He came North at an age when many might retire

Lynn Lau
Northern News Services

Inuvik (Sep 10/01) - Rev. J. Pat Murphy is a reading man. The Roman Catholic priest spends every spare moment he has reading and learning.



Father J. Pat Murphy: He enjoys seeing the cultural diversity in the parishes. - Lynn Lau/NNSL photo


"I never turn on the television," he says. "I read and I study."

At the age of 76, he's still going strong, studying Latin, of which he covers a chapter a day.

He says learning, especially languages, keeps his mind sharp, and helps him preach the gospel better.

"You can't preach the gospel very well if your brain is half-asleep," he says.

Three years ago, at an age when most people are thinking about retiring, he decided to come North from his native Saskatchewan. He had read a story in the religious periodical, the Western Catholic Reporter, about the North's chronic shortage of priests.

"I thought that was a shame. I reflected on how conditions were much better in Regina. I prayed it over, thought it over and then I sent (the bishop) a fax and here I am. It certainly has been an adventure."

He was sent to work in Inuvik shortly after he arrived, but a staffing crunch required him to be reassigned to Yellowknife.

The recent addition of two new priests in Yellowknife has finally allowed the Roman Catholic Diocese of the Mackenzie to re-post Murphy here Aug. 14.

In the past six years, Our Lady of Victory parish has been serviced by lay ministers and a few borrowed priests, but no permanent placement, until now.

Murphy has been a priest for 52 years, most of that time spent in Regina and small farming communities.

He says he enjoys seeing the cultural diversity in the parishes here.
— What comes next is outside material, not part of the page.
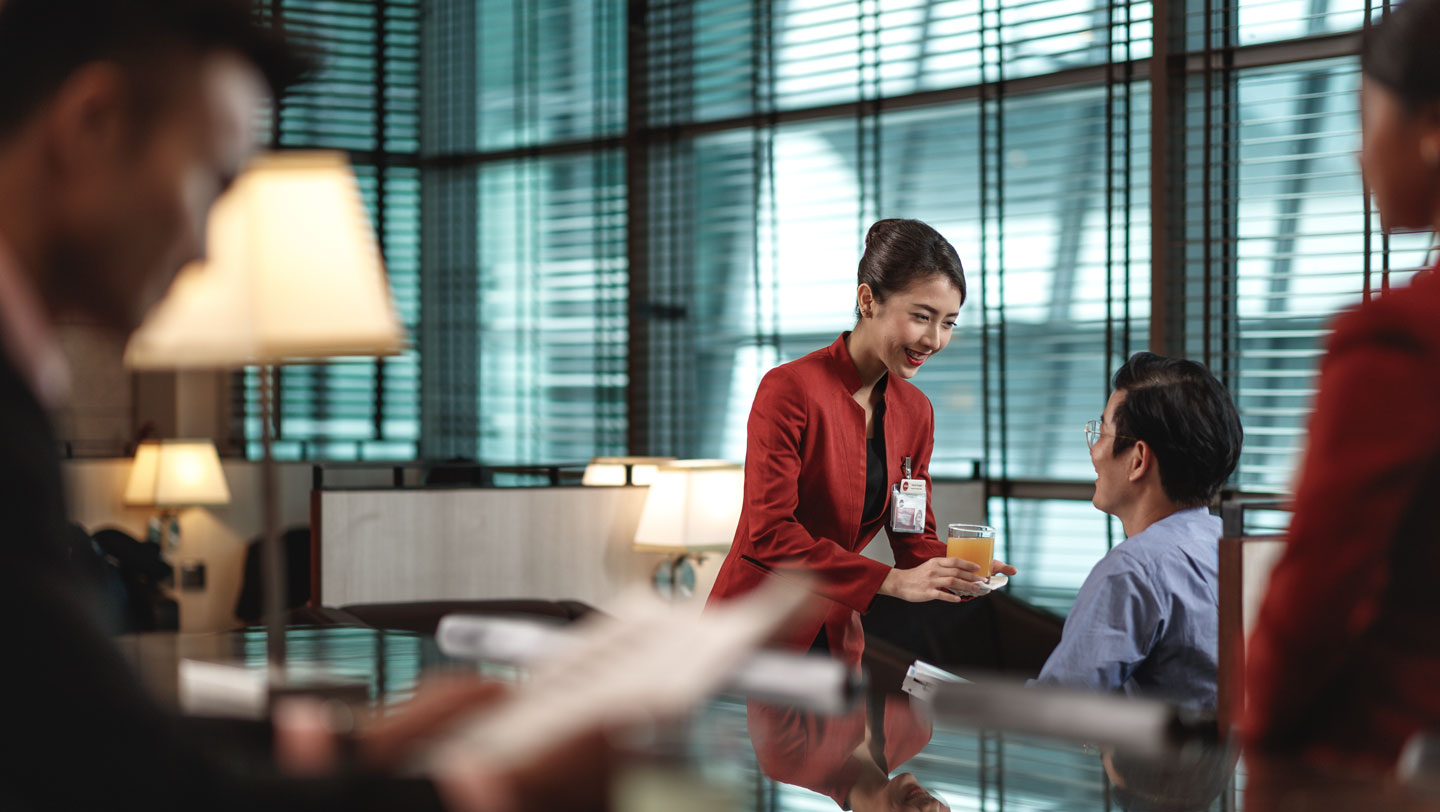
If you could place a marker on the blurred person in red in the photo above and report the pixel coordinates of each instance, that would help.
(1345, 661)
"In the parishes I worked in down south, there was never a mingling of the races like you have here," he says. "Up here, you have the coming together of different cultures and I think the way its being done here offers leadership to the whole country.

"It also enriches the preaching of the gospel because the aboriginal people contribute their own way of seeing and experiencing the gospel ... They have a reverence for the land that they bring to their spirituality."
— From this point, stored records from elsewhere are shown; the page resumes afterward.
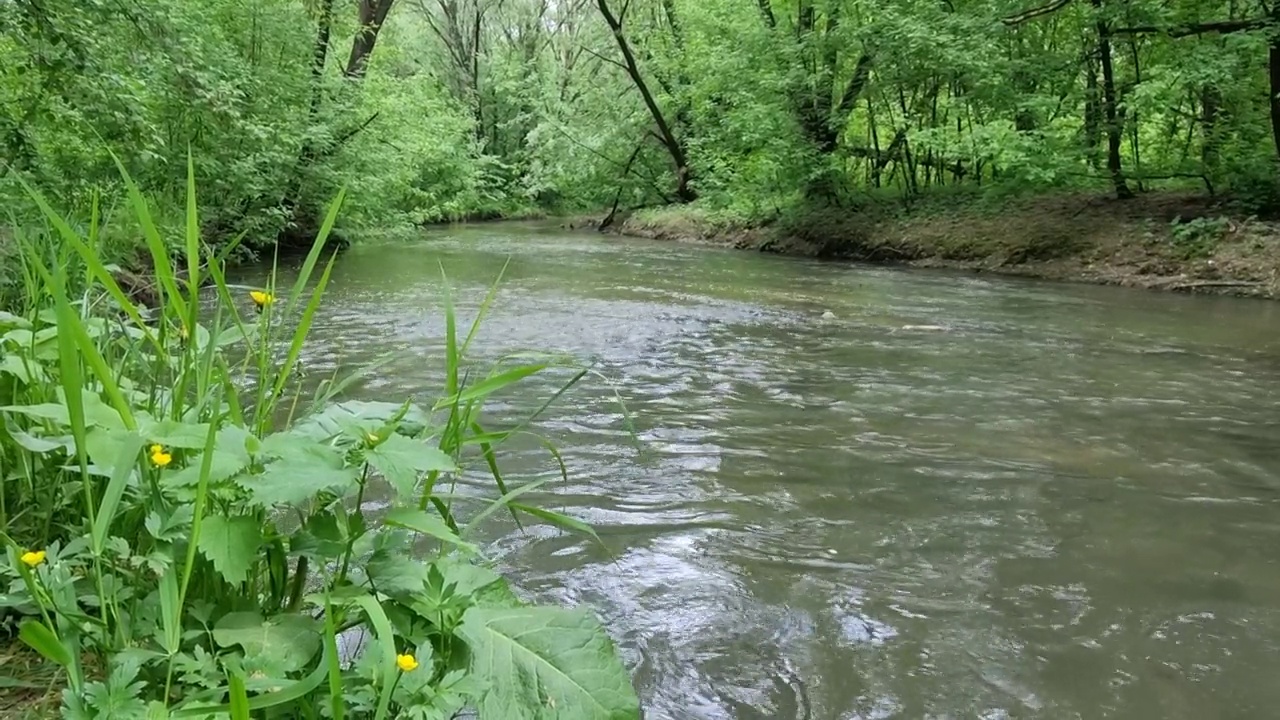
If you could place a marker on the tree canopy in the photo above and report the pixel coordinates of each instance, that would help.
(446, 109)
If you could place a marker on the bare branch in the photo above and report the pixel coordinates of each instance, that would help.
(1036, 13)
(1223, 27)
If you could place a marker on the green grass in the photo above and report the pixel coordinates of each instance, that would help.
(184, 525)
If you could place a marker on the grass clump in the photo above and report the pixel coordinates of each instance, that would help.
(179, 546)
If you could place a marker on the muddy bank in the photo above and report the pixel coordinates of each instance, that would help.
(1160, 241)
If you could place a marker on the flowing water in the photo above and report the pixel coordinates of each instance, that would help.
(1052, 501)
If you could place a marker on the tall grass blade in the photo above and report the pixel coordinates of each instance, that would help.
(124, 464)
(316, 249)
(87, 253)
(39, 637)
(558, 519)
(387, 642)
(263, 701)
(72, 340)
(451, 340)
(484, 308)
(492, 384)
(192, 237)
(238, 697)
(503, 502)
(300, 335)
(337, 703)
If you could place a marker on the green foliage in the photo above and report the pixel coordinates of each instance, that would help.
(179, 547)
(481, 109)
(1198, 237)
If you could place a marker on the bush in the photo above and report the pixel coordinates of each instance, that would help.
(179, 550)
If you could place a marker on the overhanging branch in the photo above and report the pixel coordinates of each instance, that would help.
(1036, 13)
(1223, 27)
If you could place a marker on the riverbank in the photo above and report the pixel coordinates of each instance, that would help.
(1184, 242)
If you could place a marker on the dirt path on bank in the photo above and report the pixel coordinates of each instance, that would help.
(1161, 241)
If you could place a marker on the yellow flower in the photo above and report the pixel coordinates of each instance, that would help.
(159, 458)
(261, 299)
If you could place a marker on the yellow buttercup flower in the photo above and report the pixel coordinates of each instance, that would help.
(159, 458)
(261, 299)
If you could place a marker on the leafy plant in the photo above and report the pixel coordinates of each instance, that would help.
(183, 542)
(1197, 237)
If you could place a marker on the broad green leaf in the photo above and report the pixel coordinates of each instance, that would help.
(336, 419)
(485, 587)
(387, 643)
(288, 483)
(39, 637)
(320, 537)
(289, 639)
(402, 460)
(396, 574)
(547, 662)
(10, 320)
(174, 433)
(501, 381)
(225, 463)
(39, 445)
(122, 470)
(231, 545)
(426, 524)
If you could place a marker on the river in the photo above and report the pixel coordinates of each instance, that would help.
(1065, 502)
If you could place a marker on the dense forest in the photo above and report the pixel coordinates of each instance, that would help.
(446, 109)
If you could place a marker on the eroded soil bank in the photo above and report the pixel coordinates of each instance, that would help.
(1161, 241)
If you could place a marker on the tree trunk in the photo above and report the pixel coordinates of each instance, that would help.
(1211, 101)
(1115, 133)
(373, 14)
(673, 146)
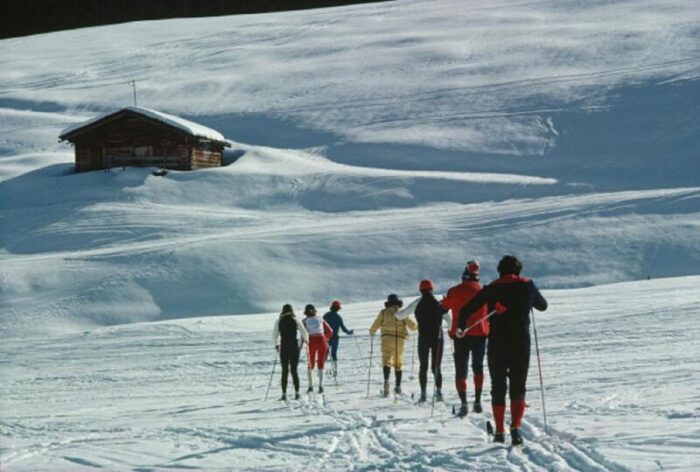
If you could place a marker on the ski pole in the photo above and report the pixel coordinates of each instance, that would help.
(463, 332)
(369, 370)
(434, 369)
(539, 368)
(357, 345)
(413, 358)
(274, 364)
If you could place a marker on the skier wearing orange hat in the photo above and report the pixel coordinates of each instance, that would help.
(474, 341)
(430, 338)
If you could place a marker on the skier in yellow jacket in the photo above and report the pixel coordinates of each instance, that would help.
(394, 334)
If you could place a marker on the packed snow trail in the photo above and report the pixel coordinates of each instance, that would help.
(188, 394)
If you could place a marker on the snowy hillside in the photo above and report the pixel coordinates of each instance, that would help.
(622, 394)
(374, 145)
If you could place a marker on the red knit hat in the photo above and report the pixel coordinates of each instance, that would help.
(425, 284)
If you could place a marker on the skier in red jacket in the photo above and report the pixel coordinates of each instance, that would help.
(474, 340)
(319, 334)
(509, 341)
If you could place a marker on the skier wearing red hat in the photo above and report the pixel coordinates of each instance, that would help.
(474, 340)
(430, 338)
(335, 321)
(319, 334)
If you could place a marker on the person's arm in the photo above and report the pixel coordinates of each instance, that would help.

Born in Humboldt, Sask., Murphy was the eldest of five siblings raised by devout Catholic parents. After seven years of seminary training, he was ordained at the young age of 23.

He has always retained a love for learning. In 1976, he completed his master's degree in philosophy and in the early 1980s, he taught university part-time.

He has studied Italian, French, Hebrew, Greek and Latin. Italian is his favourite hobby right now. During his vacation last year, he enroled in language classes in Tuscany.

"It's hard work, but it's exciting. Living in Italy, speaking it, taking classes everyday. "

Of his life's work, he says he most enjoys the constant contact with the gospel. "Studying it, trying to live it, preaching it."

The drawbacks of being a Catholic priest? "The isolation," he says without much hesitation. "And my own shortcomings. "But the work itself is great. Loneliness is not just part of my job. It's part of many walks of life. It's something to be dealt with by many people. I can deal with it, with the help of prayer and keeping occupied."